Я тупо уставился на выкрашенный красной краской искусно сделанный стенд, который был изготовлен, вероятно, одним из читателей-поклонников газеты. На стенде крикливые лозунги: «Немецкие женщины! Евреи – это ваша гибель». Под стеклом три разворота текста. Уже то, что мы попросили девушку выступить в роли приманки, было само по себе плохо, а тут еще Беккер хотел, чтобы она забивала себе голову подобной ерундой.

– Наверное, вы правы, Беккер.

– Вы знаете, что я прав. Посмотрите на нее. Она все это уже читала. И готов поклясться, что ей это нравится.

– Как ее зовут?

– Ульрика.

Я подошел к стенду «Штюрмера», у которого стояла она, безмятежно что-то напевая.

– Ты знаешь, что тебе придется делать, Ульрика? – спросил я. Стоя рядом с ней, я смотрел не на нее, а на карикатуру Фипса, изображавшую еврея-урода, нос у него был величиной в овечью морду. Человек не может быть таким, подумал я.

– Да, комиссар, – звонко сказала она.

– Вокруг полно полицейских. Ты их не видишь, но они все наблюдают за тобой. Ты поняла? – Я увидел, как ее отражение на стекле кивнуло. – Ты очень храбрая девочка.

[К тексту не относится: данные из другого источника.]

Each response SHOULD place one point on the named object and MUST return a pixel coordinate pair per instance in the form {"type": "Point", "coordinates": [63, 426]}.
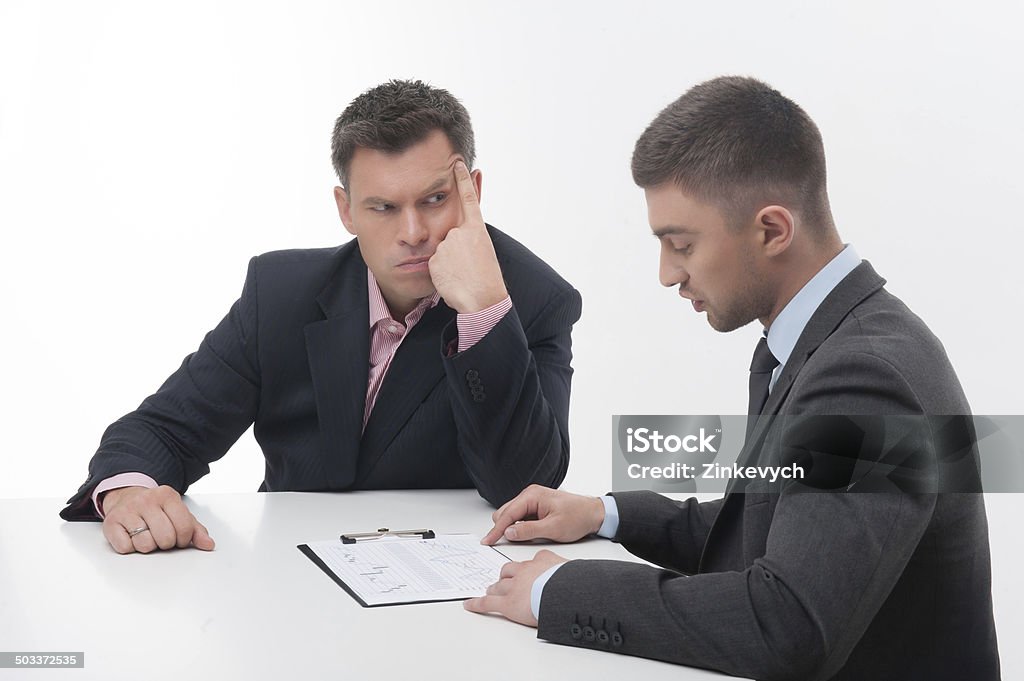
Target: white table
{"type": "Point", "coordinates": [257, 608]}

Услышав это, она снова запела, только немного громче, и я узнал песню «Гитлерюгенда»:

Наш флаг вьется перед нашими глазами,

Наш флаг означает, что настали годы единства,

Наш флаг ведет нас в вечность,

Наш флаг значит больше, чем наша жизнь.

Я вернулся к тому месту, где стоял Беккер, и сел в машину.

– Девочка что надо, правда, комиссар?

– Да, вы правы. Только держите свои лапы подальше от нее, слышите?

Беккер был сама невинность.

– Что вы, комиссар, неужели вы думаете, что я ее трону? – Он забрался на сиденье шофера и завел мотор.

– Если вас на самом деле интересует мое мнение, я думаю, вы способны трахнуть даже свою прабабушку. – Я оглянулся сначала через левое, а потом через правое свое плечо. – Где ваши люди?

– Вон там, на втором этаже, сержант Хингсен, а на улице еще парочка полицейских. Один приводит в порядок кладбище, оно начинается с угла улицы, а другой вон там моет окна. Если наш убийца появится, он от нас не ускользнет.

– А родителям девушки известно?

– Да.

– Отчаянные у нее родители, если дали на это свое согласие.

– А они его и не давали. Если говорить точнее, комиссар, Ульрика заявила им, что она добровольно идет на это во имя фюрера и Родины. И если они попытаются остановить её, это будет непатриотично с их стороны. Так что у них не было особого выбора. Очень волевая девица.

– Могу себе представить.

– И к тому же хорошая пловчиха, наша олимпийская надежда, как сказал ее учитель.

– Ну, будем надеяться, что, если она попадет в беду, пойдет дождь и она спасется вплавь.

* * *

Я услышал звонок в дверь и подошел к окну. Открыв его, высунулся наружу, чтобы посмотреть, кто звонит. Даже с высоты четвертого этажа я узнал рыжую голову Фогельмана.

– Очень красиво – торчать в окне, как какая-нибудь деревенская рыбачка, – скривилась Хильдегард.

– Как бы там ни было, но рыбку-то я поймал. Это Фогельман. И он пришел со своим дружком.

– Тогда лучше спуститься и открыть им дверь.

Я вышел на лестничную площадку, повернул рычаг, прикрепленный к цепи, открывающей дверь, и стал наблюдать, как двое мужчин поднимаются по лестнице. Никто из них не произнес ни слова.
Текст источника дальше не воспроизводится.